$DELL a progressé de 9,838 % sur les 24 dernières heures, avec un prix de 563,46. Mais le taux de la commission de financement sur les contrats en chaîne est à 0 : les deux camps, longs comme shorts, ne paient rien.

C’est un signal unique pour décider, mais le signal lui-même est assez incisif. Le prix monte de près de 10 %, tandis que le taux de financement reste à zéro : cela signifie que cette impulsion n’a pas été alimentée par des positions longues avec effet de levier qui se précipitent à l’achat, ni par des shorts qui se mettent à payer des frais exorbitants pour se faire violence. Soit l’ascension est portée par le marché au comptant, soit des shorts positionnés plus tôt sont en train de se couvrir. En croisant avec l’open interest de 37903,50 (ce qui correspond, au prix actuel, à 21,37 millions de dollars de valeur notionnelle), la participation des capitaux avec effet de levier semble assez faible.

Du point de vue macro, cette structure pointe vers une phase d’attentisme.
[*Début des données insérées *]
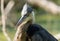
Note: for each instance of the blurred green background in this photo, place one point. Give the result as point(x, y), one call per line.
point(49, 21)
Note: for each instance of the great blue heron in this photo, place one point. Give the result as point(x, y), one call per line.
point(34, 31)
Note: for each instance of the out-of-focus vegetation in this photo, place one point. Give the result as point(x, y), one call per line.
point(49, 21)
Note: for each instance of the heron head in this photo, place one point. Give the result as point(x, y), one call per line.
point(26, 14)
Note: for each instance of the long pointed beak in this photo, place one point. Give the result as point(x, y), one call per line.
point(20, 20)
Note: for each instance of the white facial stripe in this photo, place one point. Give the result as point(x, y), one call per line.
point(24, 10)
point(33, 15)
Le marché parie sur les valeurs technologiques ou sur une attente macro spécifique (par exemple, un cycle de dépenses en capital lié à l’IA), mais il n’a pas encore mobilisé des positions à coût élevé avec effet de levier pour matérialiser sa conviction. Les acheteurs ne sont pas congestionnés : cela implique qu’il n’y a pas de pression à la liquidation forcée à court terme due à l’accumulation des frais. Côté shorts, pas d’empilement non plus : donc, pas assez de momentum baissier. Le marché attend un signal macro plus clair, comme une évolution des anticipations de taux d’intérêt ou les résultats financiers de grandes valeurs tech, afin de décider de passer à l’effet de levier pour acheter, ou de changer de cap.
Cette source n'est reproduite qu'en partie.